/CoherentStructures

Bayesian Optimization to identfy coherent structures in Turbulent boundary layers

Primary LanguageJupyter Notebook

Automated Identification of turbulent CoherentStructures in boundary layer flow datasets.

This repository contains code to replicate the results from our (Williams turbulence laboratory, UW) research on automated identification of turbulent coherent structures. Particularly, we focus on Hairpin vortex structures (signatures) which are the elemental units that contribute towards the generation and sustainence of wall bounded turbulence.

A bayesian inference framework using Markov chain Monte carlo is developed to achieve the above.

Here is the related abstract that was sent to APS-DFD 2020 and my talk.

Here is an overview of the approach.

It begins with the wall normal - stream wise velocity components of the PIV frame. The magnitude of these components is visualized below.
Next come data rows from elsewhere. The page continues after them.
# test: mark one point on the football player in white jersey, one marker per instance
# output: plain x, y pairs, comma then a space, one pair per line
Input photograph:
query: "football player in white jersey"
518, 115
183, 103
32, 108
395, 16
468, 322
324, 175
Utilizing the velocity components, an objective vortex identification field, T2, is applied on the frame, to identify potential vortex candidates. These candidates appear as blobs/ clusters in the plot below.
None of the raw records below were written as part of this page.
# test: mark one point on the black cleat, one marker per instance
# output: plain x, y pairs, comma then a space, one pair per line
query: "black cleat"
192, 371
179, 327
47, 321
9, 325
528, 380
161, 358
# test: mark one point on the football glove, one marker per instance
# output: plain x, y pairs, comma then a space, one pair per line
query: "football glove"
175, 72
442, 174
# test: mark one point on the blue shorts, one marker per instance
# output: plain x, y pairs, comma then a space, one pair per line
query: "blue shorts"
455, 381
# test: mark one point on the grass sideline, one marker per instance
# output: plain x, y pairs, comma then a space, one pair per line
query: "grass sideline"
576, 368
The contours of uniform velocity are brought back (in black). It should be observed that the vortex candidates appear at the intersection of different uniform velocity contours.

A two dimensional peak prominence threshold is utilized to identify potential vortex candidates. These candidates are shown in red in the plot below.
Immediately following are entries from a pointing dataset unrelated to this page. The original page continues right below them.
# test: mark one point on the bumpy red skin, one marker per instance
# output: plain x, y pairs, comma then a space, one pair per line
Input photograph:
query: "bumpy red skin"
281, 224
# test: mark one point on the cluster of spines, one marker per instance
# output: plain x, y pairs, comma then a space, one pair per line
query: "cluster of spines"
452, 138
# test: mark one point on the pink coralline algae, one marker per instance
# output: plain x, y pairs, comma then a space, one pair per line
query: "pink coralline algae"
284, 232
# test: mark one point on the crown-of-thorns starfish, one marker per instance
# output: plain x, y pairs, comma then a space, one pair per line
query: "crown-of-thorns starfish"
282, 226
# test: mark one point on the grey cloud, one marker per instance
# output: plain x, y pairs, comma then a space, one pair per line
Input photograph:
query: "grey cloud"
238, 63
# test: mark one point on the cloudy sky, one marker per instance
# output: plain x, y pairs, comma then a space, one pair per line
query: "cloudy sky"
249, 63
At this stage an MCMC based matching procedure is executed to extract the properties of all vortices present in this frame. The output of matching for each vortex candidate (shown in red bounding boxes) is a corner plot that contains 5 PDFs as shown below.

The peak of each PDF corresponds to the likely value of the vortex property that would optimize the matching procedure. This proceduce is repeated for all other vortices in all the available frames.

The cummulative results from identification of vortices in 750 non-time resolved PIV measurements of boundary layer flow are visualized using Seaborn's violin plots. For example, here is the KDE plot for the convective velocity of all vortices identified at three different heights using MCMC and Truncated Newtons' minimization. (MIN)

Here is a brief overview of the vortex matching procedure.

And, here is an overview on how to handle divergence in identification.

Contents of the repository.

Notebooks.

SMR_W14_automation_heightV11.ipynb - Fully auomated framework that takes the PIV data as an input and produces the cumulative vortex properties convecting as a group in the captured flow. Includes analysis on the results and error estimates. The algorithm gives an ~80% efficiency, in terms of finding a converged global solution.

Modules

BoxPlot.py - contains functions to analyze the performance of our implementation against traditional (Truncated Newton's) minimization.

PIVutils.py - contains utility functions to handle the PIV data.

PODutils.py - contains utility functions to execute POD and other methods to analyse the PIV data.

grafteaux.py - evaluate the T2 function defined by Laurent Graftieaux et al. (2001) to identify vortex cores. (and other supporting functions.)

automateG.py - contains function to automate the graftieaux (G) based identification.

prom2d.py - finds the prominence regions of a 2d signal.